There had been strict guidelines as to the makeup of each diocesan delegation. A certain proportion should be lay people, a certain proportion should be under 40, a certain proportion should be LGBTI, and the range of views within the diocese should be represented within the delegation. (My observation was that dioceses had struggled to do this. Although there was a good proportion of lay people, and a fair number of LGBTI people, there were few under 40, and it had been hard to represent the more conservative end of the argument when various groups had advised their members not to attend). I was part of the Southwell & Nottingham group.

Overall, the conversations represented Anglicanism at its best – finding a way to talk and share communion with each other despite our differences. As Richard Coles (who was at the same gathering) said in his Pause For Thought reflection, we didn’t find the answers, but what we did find was (in his words) that our non-negotiables seem a bit more negotiable when we explore them together rather than using them as barriers to keep each other out.

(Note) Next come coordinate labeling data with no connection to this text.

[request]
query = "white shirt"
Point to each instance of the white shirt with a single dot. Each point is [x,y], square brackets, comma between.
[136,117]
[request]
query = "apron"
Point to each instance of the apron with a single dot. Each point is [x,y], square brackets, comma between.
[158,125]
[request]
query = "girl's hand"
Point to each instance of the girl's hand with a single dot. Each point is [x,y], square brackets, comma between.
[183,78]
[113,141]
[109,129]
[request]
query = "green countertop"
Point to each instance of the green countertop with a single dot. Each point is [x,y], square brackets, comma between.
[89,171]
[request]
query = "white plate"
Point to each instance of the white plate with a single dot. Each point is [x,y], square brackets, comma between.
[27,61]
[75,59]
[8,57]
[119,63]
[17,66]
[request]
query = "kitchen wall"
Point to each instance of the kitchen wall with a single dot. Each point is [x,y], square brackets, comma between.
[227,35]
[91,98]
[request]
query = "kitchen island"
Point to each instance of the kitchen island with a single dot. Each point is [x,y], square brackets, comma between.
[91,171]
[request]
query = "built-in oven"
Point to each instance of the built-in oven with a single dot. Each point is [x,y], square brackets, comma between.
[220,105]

The value of exploring our positions in the company of those we disagree with (as opposed to arguing with each other) is that we can see where the differences between us really lie, and as might be expected we often find that they are not where we might have thought. There were some great moments over the days we had together where there was a palpable sense that misconceptions were being set aside, and those who fundamentally disagreed with each other took the time to see each other clearly and left with a greater respect for each other. In particular, there was a session where one of the self-described conservatives sat with a group of self-confessed liberals and listened to all the things they wanted him to hear, before stating his own position as clearly and non-defensively as he could. Rather like a lion in a den of Daniels, as someone described it later. Nobody changed their minds about what they believed. But I think everyone came away with a real sense of respect for each other as people sincerely trying to live their lives as disciples of Christ.

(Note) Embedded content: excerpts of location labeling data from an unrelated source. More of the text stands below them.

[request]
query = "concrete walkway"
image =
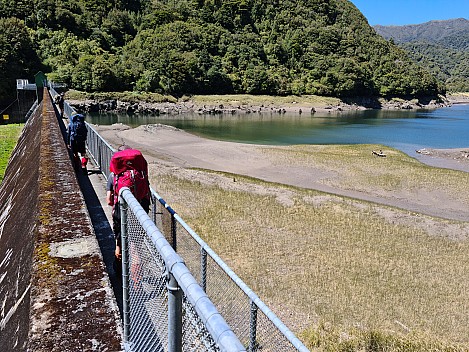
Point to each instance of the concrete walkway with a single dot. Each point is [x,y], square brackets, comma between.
[93,187]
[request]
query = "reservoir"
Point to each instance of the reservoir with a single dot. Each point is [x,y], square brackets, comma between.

So overall, I felt the Conversations were a positive thing and I sincerely hope that they help the church as we move forward together. However, I came away with a feeling of great sadness that I haven’t been able to shake. I took the time while I was there to talk to most of the people who were self-confessed conservatives. This wasn’t particularly onerous – they were all quite congenial and they were all evangelical (if there were conservative catholics in our gathering I don’t think I met them), so they were my people, we shared a common language. Although I think we were able to identify the areas where we disagreed (and this has given me much to ponder over) there was a great deal on which we agreed. Yet from all of them, I had the unmistakeable sense that they were disengaging from the debate. Not on a personal level – I think those who were there genuinely contributed to the Conversations – but they were self-consciously representatives of a grouping that was disengaging from the debate. Almost every one of them talked about what it would take for them to leave the church. Some seemed convinced it would happen, and sooner rather than later. And these, of course, were the conservatives who were independently-minded enough to disregard the advice of Reform to boycott the Conversations. Reform’s position in itself indicates an even more significant level of disengagement that is prevalent amongst many conservatives. I had the frustrating sense that there was a good and worthwhile conversation just starting, very hesitantly, to begin, and yet that one ‘side’ had already decided that conversation had been exhausted and was getting ready to walk out.

I’m not sure where that leaves the Church of England. It leaves me, as an evangelical anglican feeling, as I said to someone at the conversations, like a child watching their parents go through a nasty divorce, conscious that at some point I’m going to have to decide which one I’m going to have to live with.